As infections during the worldwide COVID pandemic have waxed and waned, and as vaccinations and new treatments for COVID infection have been introduced, employers have begun to see a substantial increase in the number of employees that have returned to work. That, in turn, has caused many employers to re-evaluate their COVID testing protocols to determine who may return to the office and when.

Earlier in the pandemic, the EEOC permitted such testing of on-site employees without any need for an employer to show a particular need for testing or any obvious workplace threat. Employers were free to require employees to test as frequently as they wished in an effort to create a workplace that was free from COVID infection and could do so without running afoul of the Americans With Disabilities Act's restrictions upon medical examinations of employees. At the time, the EEOC permitted employers greater deference given the uncertainties associated with the ongoing pandemic.

But on July 11, 2022, the EEOC issued new guidance that restricted employers' ability to test at will. In revised guidance issued that day, the EEOC revoked the prior guidance, indicating that in order to test employees at this point in the pandemic, employers must show that the need for a negative COVID test is "job-related and consistent with business necessity"—the same standard that is applicable for other medical testing of employees under the ADA.

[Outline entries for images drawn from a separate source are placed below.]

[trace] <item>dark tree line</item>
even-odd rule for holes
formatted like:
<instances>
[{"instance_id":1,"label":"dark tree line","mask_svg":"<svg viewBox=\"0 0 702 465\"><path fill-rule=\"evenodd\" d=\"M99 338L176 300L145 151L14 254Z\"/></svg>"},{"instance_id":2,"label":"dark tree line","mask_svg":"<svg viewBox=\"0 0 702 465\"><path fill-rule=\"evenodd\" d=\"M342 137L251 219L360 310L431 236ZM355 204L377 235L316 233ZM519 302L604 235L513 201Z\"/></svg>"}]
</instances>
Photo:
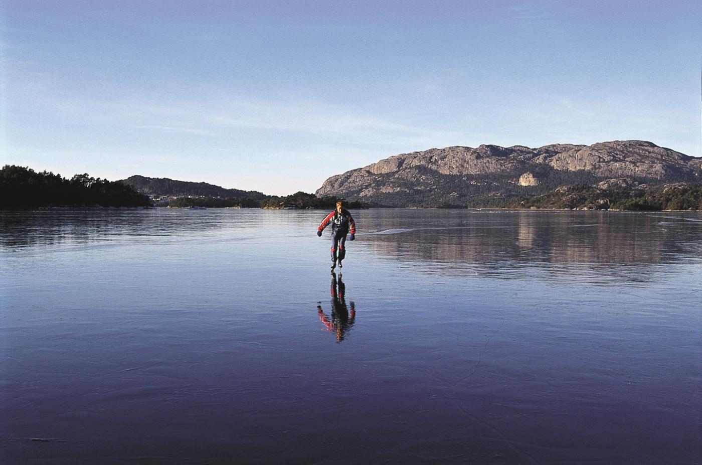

The EEOC goes on in the guidance to explain that the "business necessity" standard will be met when it is consistent with CDC, FDA, or state/local public health guidance current at the time of testing. In addition, an employer can make an individual determination that testing is a "business necessity" based on the relevant facts and circumstances that exist at the time the testing protocol is executed. Those considerations include:

  • the level of community transmission,
  • the vaccination status of employees,
  • the accuracy and speed of processing the tests,
  • the degree to which breakthrough infections are possible for vaccinated employees,
  • the ease of transmissibility of the current variants,
  • the possible severity of illness from the current variant,
  • what types of contacts employees may have with others in the workplace or elsewhere that they are required to work in (e.g., working with medically vulnerable individuals), and
  • the potential impact on operations if an employee enters the workplace with COVID.

The EEOC revised other aspects of its guidance as well. It reversed its prior position regarding whether an employer may require antibody testing before permitting employees to re-enter the workplace, citing new CDC guidance that explained that antibody testing may not show whether an employee has a current infection, nor establish that an employee is immune to infection and, as such, does not meet the ADA's "business necessity" exception for medical examinations. Rather, viral screening tests must be used to determine infection status under the circumstances described above.